A usucapião está previsto no código civil brasileiro, o professor Clóvis Beviláqua definiu da seguinte forma   “É a aquisição do domínio pela posse prolongada”.

No artigo abordaremos o Usucapião Extraordinário e Ordinário e seus requisitos.  

Espécies

Usucapião Extraordinário  

Está previsto no artigo 1238 do código civil com a seguinte redação “Aquele que por quinze anos, sem interrupção nem oposição, possuir como seu um imóvel, adquire-lhe a propriedade, independentemente  título e boa-fé, podendo requerer ao juiz que assim o declare por sentença, a qual servirá de título para o registro no Cartório de registro”. 
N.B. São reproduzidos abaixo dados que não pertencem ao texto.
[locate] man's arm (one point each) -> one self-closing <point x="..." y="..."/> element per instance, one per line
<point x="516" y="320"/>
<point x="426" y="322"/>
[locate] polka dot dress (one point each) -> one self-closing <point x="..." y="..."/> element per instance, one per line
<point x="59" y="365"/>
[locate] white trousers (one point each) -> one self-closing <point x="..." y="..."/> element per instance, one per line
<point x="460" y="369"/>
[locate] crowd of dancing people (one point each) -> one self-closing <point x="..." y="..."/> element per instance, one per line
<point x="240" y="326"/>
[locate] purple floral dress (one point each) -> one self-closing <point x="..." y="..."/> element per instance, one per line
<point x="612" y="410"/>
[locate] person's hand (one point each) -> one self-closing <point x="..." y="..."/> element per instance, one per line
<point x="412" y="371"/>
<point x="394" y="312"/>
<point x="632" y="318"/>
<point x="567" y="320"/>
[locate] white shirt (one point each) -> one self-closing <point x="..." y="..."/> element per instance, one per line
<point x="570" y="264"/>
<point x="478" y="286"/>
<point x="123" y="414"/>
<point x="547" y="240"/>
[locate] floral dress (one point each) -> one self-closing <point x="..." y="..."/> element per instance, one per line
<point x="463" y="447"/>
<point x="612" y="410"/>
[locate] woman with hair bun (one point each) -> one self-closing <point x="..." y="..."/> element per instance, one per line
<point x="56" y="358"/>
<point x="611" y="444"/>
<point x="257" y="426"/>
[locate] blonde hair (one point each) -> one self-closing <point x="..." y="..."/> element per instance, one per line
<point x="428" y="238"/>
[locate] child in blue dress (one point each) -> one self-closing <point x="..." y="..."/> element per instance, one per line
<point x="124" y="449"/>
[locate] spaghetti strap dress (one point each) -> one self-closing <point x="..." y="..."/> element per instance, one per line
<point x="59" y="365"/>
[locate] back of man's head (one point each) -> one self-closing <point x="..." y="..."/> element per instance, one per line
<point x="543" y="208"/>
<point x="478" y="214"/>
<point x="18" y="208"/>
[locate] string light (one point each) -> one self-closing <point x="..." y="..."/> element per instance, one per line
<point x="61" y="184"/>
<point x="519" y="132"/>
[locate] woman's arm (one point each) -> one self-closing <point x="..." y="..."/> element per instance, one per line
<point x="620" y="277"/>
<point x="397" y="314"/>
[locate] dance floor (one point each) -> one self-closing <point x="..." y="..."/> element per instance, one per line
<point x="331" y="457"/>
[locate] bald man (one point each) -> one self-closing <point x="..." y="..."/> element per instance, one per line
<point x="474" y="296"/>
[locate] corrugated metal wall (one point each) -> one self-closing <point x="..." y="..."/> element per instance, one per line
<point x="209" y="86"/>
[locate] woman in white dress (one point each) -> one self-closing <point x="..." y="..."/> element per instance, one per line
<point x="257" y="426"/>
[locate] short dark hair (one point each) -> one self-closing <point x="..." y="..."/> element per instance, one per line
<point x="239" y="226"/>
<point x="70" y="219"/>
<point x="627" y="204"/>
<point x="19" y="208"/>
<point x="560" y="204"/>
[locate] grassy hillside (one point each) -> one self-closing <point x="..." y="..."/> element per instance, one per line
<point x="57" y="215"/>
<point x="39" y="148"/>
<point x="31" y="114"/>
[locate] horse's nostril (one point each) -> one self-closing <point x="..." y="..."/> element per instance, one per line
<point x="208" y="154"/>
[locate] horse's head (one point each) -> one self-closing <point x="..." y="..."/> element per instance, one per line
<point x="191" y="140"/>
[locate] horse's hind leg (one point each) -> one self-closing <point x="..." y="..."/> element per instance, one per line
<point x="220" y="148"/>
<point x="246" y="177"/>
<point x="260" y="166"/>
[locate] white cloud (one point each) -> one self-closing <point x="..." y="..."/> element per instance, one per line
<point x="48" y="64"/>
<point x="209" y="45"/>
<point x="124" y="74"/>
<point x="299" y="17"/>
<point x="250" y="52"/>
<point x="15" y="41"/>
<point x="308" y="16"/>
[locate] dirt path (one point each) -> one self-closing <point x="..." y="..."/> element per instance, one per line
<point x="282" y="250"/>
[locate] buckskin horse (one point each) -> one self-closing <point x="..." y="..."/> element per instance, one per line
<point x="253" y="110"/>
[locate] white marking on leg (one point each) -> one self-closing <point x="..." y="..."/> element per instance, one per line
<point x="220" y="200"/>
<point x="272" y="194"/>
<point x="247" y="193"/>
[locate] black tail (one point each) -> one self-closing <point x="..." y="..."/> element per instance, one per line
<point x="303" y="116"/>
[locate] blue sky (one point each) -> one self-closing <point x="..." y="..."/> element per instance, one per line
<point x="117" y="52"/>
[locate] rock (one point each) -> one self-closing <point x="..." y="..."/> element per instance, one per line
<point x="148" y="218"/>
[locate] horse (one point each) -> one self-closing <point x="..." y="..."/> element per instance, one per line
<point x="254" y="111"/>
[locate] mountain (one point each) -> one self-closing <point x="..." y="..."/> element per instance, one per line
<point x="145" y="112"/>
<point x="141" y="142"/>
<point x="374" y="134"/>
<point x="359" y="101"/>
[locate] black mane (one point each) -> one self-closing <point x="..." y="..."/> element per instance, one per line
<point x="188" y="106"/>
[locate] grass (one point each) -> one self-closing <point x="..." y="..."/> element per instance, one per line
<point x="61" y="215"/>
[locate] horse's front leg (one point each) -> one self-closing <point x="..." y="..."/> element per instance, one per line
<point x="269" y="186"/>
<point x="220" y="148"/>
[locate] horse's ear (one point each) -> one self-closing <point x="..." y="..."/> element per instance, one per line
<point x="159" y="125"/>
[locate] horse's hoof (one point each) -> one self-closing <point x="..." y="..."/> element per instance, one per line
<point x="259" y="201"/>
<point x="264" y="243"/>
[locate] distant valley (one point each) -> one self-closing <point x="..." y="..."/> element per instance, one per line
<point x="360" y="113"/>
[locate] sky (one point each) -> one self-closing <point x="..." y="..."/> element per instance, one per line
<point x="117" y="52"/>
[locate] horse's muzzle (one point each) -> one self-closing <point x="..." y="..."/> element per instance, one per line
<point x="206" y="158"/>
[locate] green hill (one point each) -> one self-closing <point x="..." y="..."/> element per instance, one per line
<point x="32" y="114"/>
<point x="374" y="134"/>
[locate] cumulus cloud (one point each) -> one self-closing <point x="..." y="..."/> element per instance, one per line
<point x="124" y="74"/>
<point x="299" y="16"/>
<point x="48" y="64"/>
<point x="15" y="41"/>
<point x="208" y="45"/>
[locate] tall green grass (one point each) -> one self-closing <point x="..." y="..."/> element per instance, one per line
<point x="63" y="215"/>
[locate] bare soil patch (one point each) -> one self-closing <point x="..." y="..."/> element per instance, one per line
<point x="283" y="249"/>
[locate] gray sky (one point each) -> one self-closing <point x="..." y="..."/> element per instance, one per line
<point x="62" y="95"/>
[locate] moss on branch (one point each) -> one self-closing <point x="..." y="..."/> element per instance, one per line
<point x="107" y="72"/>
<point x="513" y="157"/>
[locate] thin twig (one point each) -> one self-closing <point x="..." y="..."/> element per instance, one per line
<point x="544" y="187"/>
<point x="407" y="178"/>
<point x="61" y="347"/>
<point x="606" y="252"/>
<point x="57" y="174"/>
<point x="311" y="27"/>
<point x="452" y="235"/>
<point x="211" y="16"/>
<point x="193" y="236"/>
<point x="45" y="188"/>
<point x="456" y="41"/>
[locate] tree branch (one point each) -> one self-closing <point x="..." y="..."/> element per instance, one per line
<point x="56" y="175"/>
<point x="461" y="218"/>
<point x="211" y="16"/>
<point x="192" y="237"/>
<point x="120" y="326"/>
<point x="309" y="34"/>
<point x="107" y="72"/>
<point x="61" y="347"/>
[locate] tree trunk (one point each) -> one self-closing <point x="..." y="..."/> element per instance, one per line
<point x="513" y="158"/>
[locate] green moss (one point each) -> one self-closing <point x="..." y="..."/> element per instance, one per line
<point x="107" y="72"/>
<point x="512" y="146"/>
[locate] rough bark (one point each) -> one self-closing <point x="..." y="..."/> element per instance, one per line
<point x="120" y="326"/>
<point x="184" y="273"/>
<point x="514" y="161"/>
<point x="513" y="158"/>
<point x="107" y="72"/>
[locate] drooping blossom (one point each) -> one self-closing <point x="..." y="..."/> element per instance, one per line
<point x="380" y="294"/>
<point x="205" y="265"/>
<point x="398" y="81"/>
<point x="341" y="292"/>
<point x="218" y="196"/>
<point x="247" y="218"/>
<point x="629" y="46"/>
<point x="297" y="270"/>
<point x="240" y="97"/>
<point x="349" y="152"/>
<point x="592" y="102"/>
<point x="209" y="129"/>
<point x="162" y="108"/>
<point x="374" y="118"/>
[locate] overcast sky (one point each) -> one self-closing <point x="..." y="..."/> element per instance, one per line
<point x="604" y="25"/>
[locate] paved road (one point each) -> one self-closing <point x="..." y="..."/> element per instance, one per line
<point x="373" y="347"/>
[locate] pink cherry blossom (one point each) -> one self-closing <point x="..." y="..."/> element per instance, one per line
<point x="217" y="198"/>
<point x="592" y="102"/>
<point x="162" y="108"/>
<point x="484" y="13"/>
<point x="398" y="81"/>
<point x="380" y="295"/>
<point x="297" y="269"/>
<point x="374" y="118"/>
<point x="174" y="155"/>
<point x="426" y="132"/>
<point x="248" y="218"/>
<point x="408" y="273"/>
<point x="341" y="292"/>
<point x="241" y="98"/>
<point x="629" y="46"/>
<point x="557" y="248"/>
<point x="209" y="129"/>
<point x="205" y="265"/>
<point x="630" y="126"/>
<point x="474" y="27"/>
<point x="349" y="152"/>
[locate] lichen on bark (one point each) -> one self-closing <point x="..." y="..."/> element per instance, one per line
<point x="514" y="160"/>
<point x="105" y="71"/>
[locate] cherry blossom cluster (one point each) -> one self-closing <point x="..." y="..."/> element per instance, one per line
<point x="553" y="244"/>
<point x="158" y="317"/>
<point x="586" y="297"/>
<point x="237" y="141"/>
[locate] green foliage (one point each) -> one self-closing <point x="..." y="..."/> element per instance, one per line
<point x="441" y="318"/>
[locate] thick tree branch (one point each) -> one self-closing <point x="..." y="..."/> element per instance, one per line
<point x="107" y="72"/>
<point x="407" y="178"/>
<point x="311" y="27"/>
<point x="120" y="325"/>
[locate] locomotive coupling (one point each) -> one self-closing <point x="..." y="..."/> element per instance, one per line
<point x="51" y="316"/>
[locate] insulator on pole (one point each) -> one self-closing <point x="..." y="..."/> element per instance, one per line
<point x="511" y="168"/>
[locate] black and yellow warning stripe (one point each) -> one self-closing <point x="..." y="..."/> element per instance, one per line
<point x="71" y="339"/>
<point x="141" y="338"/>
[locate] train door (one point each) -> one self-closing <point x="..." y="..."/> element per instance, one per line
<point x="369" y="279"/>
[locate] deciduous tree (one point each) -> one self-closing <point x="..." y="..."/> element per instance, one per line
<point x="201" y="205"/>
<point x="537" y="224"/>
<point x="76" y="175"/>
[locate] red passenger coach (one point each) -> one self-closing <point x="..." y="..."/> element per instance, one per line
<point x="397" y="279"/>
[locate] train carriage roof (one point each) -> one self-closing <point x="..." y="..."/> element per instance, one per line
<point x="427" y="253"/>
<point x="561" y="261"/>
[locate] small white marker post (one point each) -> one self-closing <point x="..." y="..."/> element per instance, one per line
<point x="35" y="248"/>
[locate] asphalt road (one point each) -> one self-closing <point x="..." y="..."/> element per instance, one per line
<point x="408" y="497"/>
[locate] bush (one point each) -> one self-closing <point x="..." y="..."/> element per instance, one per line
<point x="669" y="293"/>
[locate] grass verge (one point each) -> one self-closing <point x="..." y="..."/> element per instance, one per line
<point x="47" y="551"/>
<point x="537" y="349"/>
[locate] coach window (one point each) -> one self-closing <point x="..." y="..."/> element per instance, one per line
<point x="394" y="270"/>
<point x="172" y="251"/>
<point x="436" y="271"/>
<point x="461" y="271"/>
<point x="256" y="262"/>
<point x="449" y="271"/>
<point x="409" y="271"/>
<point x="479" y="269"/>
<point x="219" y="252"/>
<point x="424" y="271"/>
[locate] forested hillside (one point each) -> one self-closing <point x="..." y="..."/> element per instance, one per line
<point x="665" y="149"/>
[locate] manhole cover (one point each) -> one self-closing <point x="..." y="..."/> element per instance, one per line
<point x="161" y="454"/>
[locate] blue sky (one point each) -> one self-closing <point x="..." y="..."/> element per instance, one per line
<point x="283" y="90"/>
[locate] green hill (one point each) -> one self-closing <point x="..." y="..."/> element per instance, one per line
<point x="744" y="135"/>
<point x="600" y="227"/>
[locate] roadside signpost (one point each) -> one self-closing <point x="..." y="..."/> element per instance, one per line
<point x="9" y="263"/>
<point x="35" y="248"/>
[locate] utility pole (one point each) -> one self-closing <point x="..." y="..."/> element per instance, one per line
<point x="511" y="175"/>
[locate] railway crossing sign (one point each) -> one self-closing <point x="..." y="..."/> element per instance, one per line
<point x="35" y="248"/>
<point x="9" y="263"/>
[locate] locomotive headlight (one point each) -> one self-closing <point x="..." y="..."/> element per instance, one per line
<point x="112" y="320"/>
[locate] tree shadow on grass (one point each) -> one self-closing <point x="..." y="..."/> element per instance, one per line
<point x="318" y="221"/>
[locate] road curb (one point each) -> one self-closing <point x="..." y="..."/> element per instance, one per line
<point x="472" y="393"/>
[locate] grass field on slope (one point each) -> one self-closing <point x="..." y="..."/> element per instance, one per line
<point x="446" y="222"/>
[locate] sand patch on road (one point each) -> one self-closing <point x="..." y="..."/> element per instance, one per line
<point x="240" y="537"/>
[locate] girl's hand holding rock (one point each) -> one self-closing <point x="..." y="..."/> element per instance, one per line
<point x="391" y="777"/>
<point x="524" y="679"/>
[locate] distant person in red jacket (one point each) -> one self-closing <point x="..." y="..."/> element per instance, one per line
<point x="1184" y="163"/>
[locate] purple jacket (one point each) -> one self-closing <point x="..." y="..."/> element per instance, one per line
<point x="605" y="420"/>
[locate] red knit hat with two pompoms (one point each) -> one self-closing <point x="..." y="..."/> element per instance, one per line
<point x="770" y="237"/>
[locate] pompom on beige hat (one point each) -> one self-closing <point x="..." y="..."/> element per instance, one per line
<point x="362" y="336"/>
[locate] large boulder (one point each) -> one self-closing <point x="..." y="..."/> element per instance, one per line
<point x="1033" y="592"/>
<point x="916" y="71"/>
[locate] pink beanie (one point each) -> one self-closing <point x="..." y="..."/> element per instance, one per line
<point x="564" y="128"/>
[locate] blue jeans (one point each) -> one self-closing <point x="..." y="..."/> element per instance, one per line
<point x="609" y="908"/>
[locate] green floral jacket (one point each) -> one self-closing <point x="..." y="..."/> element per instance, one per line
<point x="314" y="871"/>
Ou seja, caso o possuidor tenha ânimo de dono do imóvel por mais de 15 anos poderá requerer ao juiz o imóvel, se tornando assim dono.

E ainda, no parágrafo único da mesma estabelece que caso o possuidor houver estabelecido no imóvel a sua moradia habitual ou realizado obras ou serviços de caráter produtivo tal prazo diminuiu para 10 anos. 

Usucapião Ordinário 

O Usucapião extraordinário está previsto no artigo 1.242 do Código civil:

“adquire a propriedade do imóvel aquele que, contínua e incontestadamente, com justo título e boa fé, o possuir para o prazo de 10 anos”. Nesta modalidade necessita de boa-fé do possuidor. 

O Parágrafo único do mesmo artigo cita também a possibilidade de diminuição para 5 anos, se o imóvel houver sido adquirido onerosamente com registro no respectivo cartório, cancelado posteriormente, desde que o possuidor nele tiverem estabelecido sua moradia. 

Requisitos da  Usucapião

Existem cinco requisitos  para  a utilização do instrumento, coisa hábil ou suscetível de usucapião, posse, decurso do tempo, justo título e boa fé. Os dois últimos somente são utilizados para o Usucapião Ordinário. Mas a coisa hábil, posse e decurso do tempo é indispensável para a proposição  da usucapião. 

  • Coisa hábil ou suscetível de usucapião: a coisa necessita ser disponível, bem particular, bem público não poderá ser usucapido.
  • Posse: Outro requisito necessário é a posse, mas tal posse deverá ser feita como ânimo de dono, conforme previsto nos artigo 1.238 e 1.242 do código civil. A posse também deverá ser contínua, sem interrupção.
  • Decurso do tempo: Os anos são contados por dias, e não por hora, o prazo começa a fluir no dia seguinte da posse.
  • Boa-fé e justo título: Ambos os requisitos estão previsto no artigo 1.021 do código civil, é de boa-fé  a posse se o possuidor ignora o vício, ou o obstáculo que impede a aquisição da coisa. O possuidor com justo título, tem pos si a presunção de boa-fé salvo prova em contrário ou quando a lei expressamente não admite esta presunção. 

Referência

GONÇALVES, Carlos Roberto. Sinopses Jurídicas – Direito das Coisas. Volume 3. São Paulo: Editora Saraiva, 2012.